Internet tool aids innovation

Paul Boughton

Companies would be unable to compete on the global market without innovations, and the same flexibility is required of small and medium-size enterprises. A new free internet tool can help to identify opportunities, develop ideas, and drive them forward to market.

The economy is booming in the Far East. With their low wage costs, Asian companies can manufacture goods at prices far lower than firms manufacturing in Europe.

The pressure is being felt not only by major international groups but also by the small and medium-sized enterprises that fuel the job market in Germany and elsewhere. To remain in business, they have to keep developing new and innovative products.

But that is often their weak point: small firms have a particular tendency to pay too little attention to market forces and changing customer demands, sticking to a familiar routine and relying on their traditional product portfolio and established customer base.

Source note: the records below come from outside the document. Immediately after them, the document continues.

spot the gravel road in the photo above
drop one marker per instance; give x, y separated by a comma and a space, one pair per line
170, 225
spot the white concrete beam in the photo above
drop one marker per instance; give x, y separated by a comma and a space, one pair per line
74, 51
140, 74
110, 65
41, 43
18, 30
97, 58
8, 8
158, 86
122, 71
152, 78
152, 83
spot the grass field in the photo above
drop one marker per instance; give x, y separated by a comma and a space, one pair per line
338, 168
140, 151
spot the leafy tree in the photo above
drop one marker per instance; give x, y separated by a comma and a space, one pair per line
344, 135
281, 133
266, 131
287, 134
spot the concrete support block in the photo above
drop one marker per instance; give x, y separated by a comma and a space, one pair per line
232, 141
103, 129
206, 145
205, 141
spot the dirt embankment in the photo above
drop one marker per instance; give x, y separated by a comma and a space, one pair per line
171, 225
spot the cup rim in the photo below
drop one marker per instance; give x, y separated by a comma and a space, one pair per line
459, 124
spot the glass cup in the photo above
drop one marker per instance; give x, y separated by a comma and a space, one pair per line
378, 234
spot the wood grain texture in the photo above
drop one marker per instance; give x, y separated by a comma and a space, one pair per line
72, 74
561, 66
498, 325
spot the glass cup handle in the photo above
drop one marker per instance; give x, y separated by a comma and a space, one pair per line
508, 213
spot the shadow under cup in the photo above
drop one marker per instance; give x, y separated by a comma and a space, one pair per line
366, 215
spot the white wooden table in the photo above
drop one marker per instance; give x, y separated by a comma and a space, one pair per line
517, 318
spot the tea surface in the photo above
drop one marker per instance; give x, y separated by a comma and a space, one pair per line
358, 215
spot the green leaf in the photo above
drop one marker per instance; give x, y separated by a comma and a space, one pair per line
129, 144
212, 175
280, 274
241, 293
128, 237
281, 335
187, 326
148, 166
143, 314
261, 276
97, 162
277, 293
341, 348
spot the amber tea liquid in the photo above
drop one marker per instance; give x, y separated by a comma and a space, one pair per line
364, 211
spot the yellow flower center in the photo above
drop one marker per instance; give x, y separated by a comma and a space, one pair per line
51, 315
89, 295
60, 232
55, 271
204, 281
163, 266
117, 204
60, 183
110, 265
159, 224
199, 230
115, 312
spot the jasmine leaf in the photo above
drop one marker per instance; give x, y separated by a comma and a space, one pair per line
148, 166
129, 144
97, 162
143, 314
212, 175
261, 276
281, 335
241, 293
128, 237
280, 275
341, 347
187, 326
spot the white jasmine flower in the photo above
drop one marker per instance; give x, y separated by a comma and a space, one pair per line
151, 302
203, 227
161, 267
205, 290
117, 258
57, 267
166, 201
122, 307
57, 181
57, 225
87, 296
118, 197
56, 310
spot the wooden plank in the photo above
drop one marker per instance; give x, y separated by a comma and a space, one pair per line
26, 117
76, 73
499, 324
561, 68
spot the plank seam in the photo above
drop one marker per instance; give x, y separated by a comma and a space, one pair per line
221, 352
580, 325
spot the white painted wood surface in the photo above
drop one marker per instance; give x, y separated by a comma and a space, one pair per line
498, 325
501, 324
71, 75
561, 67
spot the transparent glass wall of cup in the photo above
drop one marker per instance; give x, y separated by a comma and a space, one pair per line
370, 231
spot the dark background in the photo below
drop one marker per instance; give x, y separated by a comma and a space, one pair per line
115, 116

This conclusion was drawn by researchers at the Fraunhofer Technology Development Group TEG in Stuttgart. Innovations happen more or less by chance states Clarissa Bay, a research assistant in the Innovation and IP Management department who is co-ordinating an EU project designed to give SMEs the start they need to improve their methods. TIP or 'top-down innovation planning' helps businesses to find new ideas, either in dialogue with the TEG or, from mid-July onward, using an online tool available free of charge on the internet.

As a first step, the user completes a checklist that enables companies in any sector of industry to determine the efficiency of their existing innovation processes. Along the way the questions are worded to provide useful hints for future action. The subsequent evaluation includes suggestions of ways in which the company can plan for the future, taking into account a systematic analysis of the market environment in which the company operates: Have new laws come into force? What are the latest technological trends? Do the customers have new or changed requirements?

The online tool provides material to assist in answering these questions. Information, documentation and links to sources concerning the process of innovation enable users to improve their knowledge of technological trends and market developments without charge at their own desktop.

A case study by the TEG researchers demonstrates the usefulness of a systematic search for innovations: using the TIP method, a small firm in Baden-Württemberg harvested more than 50 contacts to potential new customers and around 200 ideas for new products.